MORGANTOWN — Eight days ago, a drunken football fan spied Sohail Chaudhry outside Mountaineer Field. Chaudhry was quietly doing his job, delivering the West Virginia University student newspaper.
The drunken man must have noticed Chaudhry's dark skin, his black hair, his beard. He decided that Chaudhry needed a 9/11 reminder.
"He kept saying, 'We haven't forgotten that day,'" said Chaudhry, an engineering student from Pakistan. "'You'd better watch out for your life in this town.' He just kept repeating that."
Meanwhile, Wafi Albalawa was looking for a house to rent. He's almost finished with his Ph.D. in computer science, but his Morgantown apartment is just getting too cramped for him, his wife and their four small children.
He found the perfect house. He gave the landlord all the usual information: employer, income, references.
Then he mentioned that he is originally from Saudi Arabia, and that the Saudi government is sponsoring his education.
"Then," Albalawa said, "they say they are no longer interested to rent the house to me."
West Virginia has escaped the brutal hate crimes against people who resemble Arabs, hate crimes that tripled in the months after Sept. 11: Two Dallas-area convenience store clerks, one Pakistani and one U.S. citizen from India, gunned down by a white supremacist. A Sikh Indian shot dead at a gas station in Mesa, Ariz. And on and on.
West Virginians have dealt with some discrimination: A Princeton mosque vandalized. Muslim women harassed on the street.
But, as Chaudhry said, "Sept. 11 is coming close. ...
"The Muslims in town are worried again."
Worry seems to depend on level of foreign-ness
Ask a Muslim, "Are you worried about this Sept. 11?" Some will automatically assume you mean, "Are you worried about your safety?"
Others will automatically assume, "Are you worried the terrorists will attack again?"
It all seems to depend on the person's level of foreign-ness. People who spent most of their life in Arab or South Asian countries display a musical voice, a fluid walk, and sometimes a style of dress that sets them apart from white Americans. Many of them have suffered discrimination during the past year.

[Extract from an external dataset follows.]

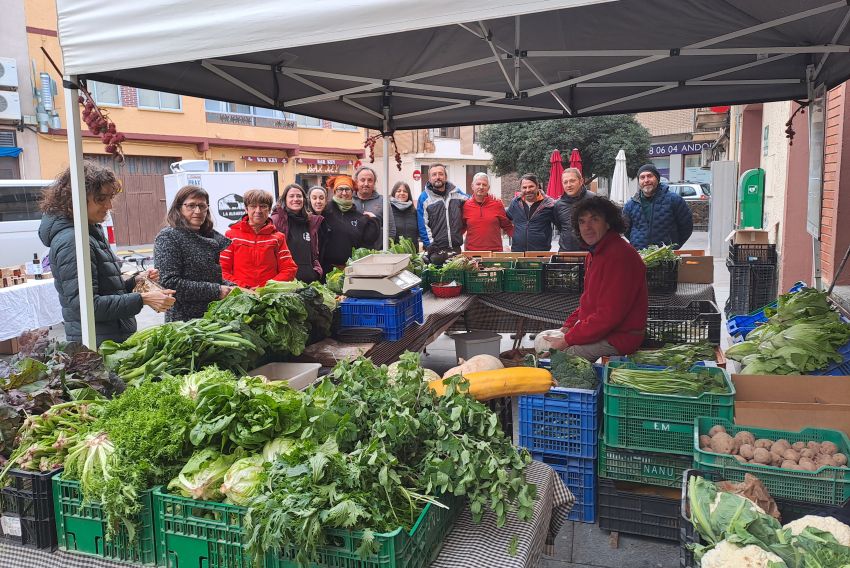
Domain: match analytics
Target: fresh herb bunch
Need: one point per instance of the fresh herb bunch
(681, 357)
(376, 451)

Those who were born here, or who immigrated as young children, still have the dark complexion and hair. However, others often don't realize they're Muslim.
Mohamed Sabbagh lives in an apartment over the Morgantown mosque. He has pale skin, as Syrians often do.
"I came [to America] when I was, like, 2-and-a-half," Sabbagh said. When you ask him where he's from, he says, "Weston." Nobody has bothered him as a result of Sept. 11.
Same with Hamza Shah, who was born and raised in Princeton. His family is originally from Pakistan. He is clean-shaven, wears American clothes and speaks with a West Virginia accent.
"People with scarves, stuff like that were more likely to be targeted," he said.
People like the Albalawa family. Wafi has a full beard, and his wife wears a scarf and veil when she leaves the house.
"We hear some bad words," he said. "Public places — the mall — you might hear someone shout, that's all. When I go to the Kroger, I hear people.
"Last week, I hear some students calling me: 'Hey, bin Laden.' But I don't care, as long as they don't physically attack me."
Right after Sept. 11, Chaudhry said, some young Syrian women were walking on Morgantown's High Street. Some white men surrounded them and started pulling their veils off.
"They said, 'Take off this hijab, because you have guns underneath,'" he said. Some other American men stopped them.
It's one thing some Americans have in common with the terrorists, Chaudhry said: They are so full of hatred, they lash out at innocent people.
"When you are in a situation where you can do nothing, where you're facing tanks and you have stones in your hand," he said. "At that point, you stop using your brain.
"Just like the American public did."
A true Muslim would never end his own life
Chaudhry speaks calmly, reasonably, with a gentle smile. People must understand, he says, that the terrorists could not have truly been followers of Islam.
"They were enemies of Islam," he said. "Although those enemies might be Muslims themselves."
For one thing, a true Muslim would never end his own life. "Suicide is 'haram' — not acceptable — in Islam," Chaudhry said.
Also, Muslims are never supposed to kill innocent people in war. "And all of the people who died in the World Trade Center were innocent," Chaudhry said.